WCTN radio station has a new language, same message
Mar. 3, 2004
Janet Rather
Staff Writer

Brian Lewis/The Gazette

Young H. Kim, president and executive producer for WCTN radio station in Potomac, sits in the control booth with John Vogt, outgoing general manager at the Christian station.



The language of a Potomac broadcast is changing, but not the mission.

That was the message from John Vogt, departing general manager, morning drive host and part owner of WCTN (With Christ to Nations), the recently sold Christian radio station.

The station now broadcasts in Korean with long-time Korean radio personality Young Ho Kim as the principle voice.

"I thank God for the 25 years he's given me here. It's been great," said Vogt, 54, who signed on in 1979 to the station, located in the Cabin John Shopping Center. His last show was Monday.

The Vienna, Va., resident said he was not sure what his next professional venture would be and for now is focusing on his family. Last year, Vogt and his wife, Sara, 53, a former employee at WCTN, adopted a child, Johanna Renee, who is now 2, from China. The couple, who also has a grown son, Regis, 29, is now in the process of adopting a baby girl from Russia.

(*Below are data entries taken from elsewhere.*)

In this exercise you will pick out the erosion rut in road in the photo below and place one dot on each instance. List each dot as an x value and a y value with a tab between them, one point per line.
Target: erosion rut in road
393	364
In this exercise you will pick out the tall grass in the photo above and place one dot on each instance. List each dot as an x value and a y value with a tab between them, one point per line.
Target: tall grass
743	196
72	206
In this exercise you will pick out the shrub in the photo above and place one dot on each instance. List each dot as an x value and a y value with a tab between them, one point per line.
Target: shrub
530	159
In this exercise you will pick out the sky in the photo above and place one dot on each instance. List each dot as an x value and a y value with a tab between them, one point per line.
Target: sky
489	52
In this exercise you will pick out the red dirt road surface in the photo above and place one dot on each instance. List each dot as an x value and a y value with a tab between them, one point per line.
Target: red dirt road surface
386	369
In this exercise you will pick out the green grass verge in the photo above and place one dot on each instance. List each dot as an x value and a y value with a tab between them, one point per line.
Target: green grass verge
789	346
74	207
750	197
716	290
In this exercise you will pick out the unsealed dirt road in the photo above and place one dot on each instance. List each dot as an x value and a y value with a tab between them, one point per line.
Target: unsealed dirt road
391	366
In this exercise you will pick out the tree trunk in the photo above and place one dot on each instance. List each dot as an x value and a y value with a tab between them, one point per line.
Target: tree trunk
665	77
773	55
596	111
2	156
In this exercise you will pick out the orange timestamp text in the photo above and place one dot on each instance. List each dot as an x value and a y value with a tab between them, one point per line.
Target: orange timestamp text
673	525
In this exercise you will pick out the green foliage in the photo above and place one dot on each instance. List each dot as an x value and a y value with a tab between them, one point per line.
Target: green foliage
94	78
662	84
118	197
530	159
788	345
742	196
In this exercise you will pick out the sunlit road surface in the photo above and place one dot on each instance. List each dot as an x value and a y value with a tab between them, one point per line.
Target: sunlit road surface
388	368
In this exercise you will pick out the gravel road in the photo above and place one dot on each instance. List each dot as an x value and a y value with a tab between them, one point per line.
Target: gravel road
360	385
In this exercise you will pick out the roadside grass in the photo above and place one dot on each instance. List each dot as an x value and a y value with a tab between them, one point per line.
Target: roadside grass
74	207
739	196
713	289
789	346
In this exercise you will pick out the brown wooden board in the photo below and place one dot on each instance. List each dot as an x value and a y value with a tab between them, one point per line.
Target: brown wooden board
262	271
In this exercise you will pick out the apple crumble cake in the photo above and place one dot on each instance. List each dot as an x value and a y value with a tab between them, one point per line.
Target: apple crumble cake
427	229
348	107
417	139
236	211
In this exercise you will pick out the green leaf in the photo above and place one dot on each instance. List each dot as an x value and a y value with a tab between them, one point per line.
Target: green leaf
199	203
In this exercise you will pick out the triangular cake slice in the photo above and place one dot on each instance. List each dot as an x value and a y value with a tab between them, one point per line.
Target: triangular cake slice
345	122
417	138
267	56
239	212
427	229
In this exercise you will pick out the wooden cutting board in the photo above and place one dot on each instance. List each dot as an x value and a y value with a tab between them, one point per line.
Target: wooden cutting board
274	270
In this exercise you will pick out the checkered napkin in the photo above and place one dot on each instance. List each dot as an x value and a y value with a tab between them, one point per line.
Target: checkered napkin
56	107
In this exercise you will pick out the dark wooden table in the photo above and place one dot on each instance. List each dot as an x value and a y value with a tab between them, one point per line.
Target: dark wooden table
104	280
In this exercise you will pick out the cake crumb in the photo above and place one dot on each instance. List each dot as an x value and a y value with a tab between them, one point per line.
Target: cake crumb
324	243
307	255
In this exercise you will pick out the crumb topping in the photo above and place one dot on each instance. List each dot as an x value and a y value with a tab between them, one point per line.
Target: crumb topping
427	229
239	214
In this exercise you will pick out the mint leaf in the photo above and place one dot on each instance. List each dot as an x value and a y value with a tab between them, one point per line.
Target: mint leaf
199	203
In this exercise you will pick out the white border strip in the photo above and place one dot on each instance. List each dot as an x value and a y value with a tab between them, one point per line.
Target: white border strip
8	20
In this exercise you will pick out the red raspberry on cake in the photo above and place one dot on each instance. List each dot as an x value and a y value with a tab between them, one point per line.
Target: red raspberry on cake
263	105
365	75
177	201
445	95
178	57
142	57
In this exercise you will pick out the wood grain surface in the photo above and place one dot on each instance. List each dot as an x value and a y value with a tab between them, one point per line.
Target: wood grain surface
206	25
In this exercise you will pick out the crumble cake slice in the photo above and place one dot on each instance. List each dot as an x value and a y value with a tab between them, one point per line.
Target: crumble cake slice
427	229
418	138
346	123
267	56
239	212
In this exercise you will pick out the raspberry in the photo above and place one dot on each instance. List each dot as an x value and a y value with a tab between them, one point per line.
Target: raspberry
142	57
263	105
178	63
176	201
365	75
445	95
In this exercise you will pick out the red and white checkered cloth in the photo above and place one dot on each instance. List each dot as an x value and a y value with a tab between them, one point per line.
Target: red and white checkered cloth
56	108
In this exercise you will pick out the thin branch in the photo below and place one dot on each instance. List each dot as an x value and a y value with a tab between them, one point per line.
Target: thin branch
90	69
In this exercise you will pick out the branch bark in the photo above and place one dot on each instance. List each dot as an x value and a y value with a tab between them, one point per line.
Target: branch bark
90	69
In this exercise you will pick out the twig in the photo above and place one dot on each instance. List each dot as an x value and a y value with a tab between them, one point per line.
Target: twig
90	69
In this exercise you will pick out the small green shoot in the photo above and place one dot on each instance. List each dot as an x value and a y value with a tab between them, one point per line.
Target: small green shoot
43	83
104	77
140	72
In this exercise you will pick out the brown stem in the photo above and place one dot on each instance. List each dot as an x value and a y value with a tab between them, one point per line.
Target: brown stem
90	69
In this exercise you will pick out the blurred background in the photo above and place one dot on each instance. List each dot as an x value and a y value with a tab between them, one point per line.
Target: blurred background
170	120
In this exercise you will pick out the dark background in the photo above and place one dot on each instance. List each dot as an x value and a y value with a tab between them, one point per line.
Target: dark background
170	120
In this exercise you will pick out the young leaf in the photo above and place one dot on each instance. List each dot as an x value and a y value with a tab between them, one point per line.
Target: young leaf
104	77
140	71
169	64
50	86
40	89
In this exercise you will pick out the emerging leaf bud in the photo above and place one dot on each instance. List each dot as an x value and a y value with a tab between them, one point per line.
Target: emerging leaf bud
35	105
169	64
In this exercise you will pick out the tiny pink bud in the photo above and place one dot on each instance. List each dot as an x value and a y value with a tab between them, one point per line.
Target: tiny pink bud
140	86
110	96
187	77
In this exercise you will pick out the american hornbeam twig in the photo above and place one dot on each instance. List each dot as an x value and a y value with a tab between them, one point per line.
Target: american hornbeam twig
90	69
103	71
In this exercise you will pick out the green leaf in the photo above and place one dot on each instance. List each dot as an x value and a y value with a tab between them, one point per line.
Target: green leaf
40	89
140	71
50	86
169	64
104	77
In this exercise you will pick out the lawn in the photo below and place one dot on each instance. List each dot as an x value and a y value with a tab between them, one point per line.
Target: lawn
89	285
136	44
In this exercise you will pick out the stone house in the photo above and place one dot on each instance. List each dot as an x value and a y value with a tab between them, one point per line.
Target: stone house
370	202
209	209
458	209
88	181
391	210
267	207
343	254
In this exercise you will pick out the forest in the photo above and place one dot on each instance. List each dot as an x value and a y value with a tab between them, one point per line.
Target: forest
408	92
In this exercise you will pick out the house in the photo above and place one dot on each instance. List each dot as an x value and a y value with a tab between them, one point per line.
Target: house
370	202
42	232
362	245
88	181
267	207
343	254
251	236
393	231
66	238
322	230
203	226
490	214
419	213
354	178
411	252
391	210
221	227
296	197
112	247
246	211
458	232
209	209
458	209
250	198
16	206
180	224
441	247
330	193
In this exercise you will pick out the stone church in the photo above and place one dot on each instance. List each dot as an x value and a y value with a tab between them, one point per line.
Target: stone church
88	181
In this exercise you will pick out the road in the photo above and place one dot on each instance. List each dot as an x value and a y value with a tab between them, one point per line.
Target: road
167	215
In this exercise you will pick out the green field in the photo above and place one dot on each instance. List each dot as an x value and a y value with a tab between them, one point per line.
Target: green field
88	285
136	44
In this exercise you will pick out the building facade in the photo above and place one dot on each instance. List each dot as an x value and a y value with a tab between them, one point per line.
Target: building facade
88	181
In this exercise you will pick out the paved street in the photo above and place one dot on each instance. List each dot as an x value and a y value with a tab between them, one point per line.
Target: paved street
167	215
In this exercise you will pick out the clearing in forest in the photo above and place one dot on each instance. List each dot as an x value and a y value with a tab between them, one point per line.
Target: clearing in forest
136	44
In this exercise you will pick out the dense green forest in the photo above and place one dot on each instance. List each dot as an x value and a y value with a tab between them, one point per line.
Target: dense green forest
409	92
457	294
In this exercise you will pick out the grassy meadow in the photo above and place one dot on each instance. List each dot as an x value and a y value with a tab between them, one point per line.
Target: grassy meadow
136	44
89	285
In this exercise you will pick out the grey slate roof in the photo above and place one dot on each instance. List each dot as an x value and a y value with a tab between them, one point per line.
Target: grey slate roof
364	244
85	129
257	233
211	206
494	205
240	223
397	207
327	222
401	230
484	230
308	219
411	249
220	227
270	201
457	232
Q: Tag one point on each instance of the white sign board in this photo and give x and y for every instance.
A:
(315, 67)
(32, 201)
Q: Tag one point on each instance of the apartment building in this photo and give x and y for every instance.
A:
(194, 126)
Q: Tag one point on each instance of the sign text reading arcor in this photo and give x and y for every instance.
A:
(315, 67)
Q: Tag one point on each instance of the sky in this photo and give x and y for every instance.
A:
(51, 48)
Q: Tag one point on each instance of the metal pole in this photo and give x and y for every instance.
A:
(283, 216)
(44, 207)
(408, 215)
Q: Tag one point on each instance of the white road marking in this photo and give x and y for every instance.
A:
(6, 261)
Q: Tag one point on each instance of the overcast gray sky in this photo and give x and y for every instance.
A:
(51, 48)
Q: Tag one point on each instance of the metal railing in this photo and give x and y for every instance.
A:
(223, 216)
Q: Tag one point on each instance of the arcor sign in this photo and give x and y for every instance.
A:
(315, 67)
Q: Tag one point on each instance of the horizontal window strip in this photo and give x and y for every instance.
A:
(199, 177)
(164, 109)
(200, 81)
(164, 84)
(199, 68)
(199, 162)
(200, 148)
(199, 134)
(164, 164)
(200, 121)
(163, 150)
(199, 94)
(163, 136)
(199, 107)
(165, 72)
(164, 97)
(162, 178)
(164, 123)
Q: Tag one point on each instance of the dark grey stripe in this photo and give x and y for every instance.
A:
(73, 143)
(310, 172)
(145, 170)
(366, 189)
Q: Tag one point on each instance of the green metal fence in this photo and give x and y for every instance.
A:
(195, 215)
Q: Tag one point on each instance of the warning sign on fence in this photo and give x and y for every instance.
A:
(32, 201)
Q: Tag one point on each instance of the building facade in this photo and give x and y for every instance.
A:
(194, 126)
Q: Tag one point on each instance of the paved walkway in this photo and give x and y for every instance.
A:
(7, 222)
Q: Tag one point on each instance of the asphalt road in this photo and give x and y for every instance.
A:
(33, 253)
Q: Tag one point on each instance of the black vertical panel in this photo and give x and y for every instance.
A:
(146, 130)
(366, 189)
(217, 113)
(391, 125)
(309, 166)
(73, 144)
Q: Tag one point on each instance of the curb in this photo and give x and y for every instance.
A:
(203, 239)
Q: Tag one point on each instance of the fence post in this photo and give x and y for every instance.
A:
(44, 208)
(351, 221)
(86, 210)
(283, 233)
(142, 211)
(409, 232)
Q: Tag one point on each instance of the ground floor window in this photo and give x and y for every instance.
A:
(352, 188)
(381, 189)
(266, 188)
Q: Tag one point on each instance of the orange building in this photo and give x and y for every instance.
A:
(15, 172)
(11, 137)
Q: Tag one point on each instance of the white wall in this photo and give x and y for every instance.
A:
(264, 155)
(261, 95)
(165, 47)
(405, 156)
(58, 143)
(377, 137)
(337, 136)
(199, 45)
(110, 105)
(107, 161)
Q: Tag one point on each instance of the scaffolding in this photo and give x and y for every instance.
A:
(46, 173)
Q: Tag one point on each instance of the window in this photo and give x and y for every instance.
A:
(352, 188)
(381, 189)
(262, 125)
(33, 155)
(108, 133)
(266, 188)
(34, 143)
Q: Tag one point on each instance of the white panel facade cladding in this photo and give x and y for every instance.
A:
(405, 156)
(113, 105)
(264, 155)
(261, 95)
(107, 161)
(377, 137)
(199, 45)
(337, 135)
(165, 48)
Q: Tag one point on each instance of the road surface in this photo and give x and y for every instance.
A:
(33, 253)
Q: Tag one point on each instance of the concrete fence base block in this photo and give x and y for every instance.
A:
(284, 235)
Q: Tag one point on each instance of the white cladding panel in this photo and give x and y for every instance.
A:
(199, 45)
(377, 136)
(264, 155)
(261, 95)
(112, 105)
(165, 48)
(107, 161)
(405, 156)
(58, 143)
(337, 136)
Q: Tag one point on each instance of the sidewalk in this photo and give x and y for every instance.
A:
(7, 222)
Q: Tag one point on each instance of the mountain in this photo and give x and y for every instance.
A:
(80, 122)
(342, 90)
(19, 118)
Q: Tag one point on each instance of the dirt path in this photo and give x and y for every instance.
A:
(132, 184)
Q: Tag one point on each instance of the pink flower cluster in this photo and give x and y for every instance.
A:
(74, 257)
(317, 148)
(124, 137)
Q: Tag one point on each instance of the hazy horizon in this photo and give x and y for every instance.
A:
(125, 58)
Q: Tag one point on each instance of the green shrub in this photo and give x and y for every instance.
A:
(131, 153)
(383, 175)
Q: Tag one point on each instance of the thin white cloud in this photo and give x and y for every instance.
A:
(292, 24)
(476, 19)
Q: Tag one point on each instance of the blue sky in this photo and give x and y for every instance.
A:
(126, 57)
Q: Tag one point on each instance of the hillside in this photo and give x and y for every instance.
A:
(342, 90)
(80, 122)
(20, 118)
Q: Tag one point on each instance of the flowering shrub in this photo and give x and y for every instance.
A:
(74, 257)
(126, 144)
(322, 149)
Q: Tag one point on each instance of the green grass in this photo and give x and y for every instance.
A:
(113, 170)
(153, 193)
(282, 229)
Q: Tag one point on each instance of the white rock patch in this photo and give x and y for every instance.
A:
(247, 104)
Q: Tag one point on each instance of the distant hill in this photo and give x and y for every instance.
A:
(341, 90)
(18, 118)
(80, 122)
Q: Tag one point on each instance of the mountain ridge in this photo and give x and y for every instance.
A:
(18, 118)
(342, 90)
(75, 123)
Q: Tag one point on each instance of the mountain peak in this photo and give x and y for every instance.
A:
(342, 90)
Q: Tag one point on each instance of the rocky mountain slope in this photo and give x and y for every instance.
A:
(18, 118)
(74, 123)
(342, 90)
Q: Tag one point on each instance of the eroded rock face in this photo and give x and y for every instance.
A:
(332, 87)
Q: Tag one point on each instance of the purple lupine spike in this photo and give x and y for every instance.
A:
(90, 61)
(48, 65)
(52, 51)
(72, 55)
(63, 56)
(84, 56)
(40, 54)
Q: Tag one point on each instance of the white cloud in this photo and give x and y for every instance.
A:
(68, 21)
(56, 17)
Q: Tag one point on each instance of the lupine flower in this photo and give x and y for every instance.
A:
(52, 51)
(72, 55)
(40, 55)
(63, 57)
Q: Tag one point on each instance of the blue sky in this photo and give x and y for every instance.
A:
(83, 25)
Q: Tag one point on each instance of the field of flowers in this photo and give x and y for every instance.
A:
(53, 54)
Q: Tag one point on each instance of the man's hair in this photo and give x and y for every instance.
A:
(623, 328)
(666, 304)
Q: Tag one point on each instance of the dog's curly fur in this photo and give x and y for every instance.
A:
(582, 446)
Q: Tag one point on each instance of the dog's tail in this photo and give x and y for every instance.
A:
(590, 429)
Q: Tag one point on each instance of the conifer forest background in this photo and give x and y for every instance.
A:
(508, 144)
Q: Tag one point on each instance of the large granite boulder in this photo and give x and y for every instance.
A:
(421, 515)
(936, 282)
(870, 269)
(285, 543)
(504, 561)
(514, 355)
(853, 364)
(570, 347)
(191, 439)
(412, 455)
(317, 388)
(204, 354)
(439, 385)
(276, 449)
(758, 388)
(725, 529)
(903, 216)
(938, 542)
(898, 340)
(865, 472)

"When I walk out, I'll focus on what's next, " Vogt said. "I am off to a time of prayer. Me and my family will seek the Lord and find out what God wants."

He said he was pleased the station would remain an outlet for the Christian message.

"It's a blessing to know it will continue as a church ministry," Vogt said.

For 30 years, WCTN was a staple for listeners who enjoyed a format of contemporary Christian music; programming and commentary from Washington area clergy and church going celebrities interspersed with news, traffic and weather. Owned by Seven Locks Broadcasting Company in Potomac, WCTN was purchased Jan. 30 for $2.2 million by the WIN Radio Broadcasting Company in Forest Hills, NY.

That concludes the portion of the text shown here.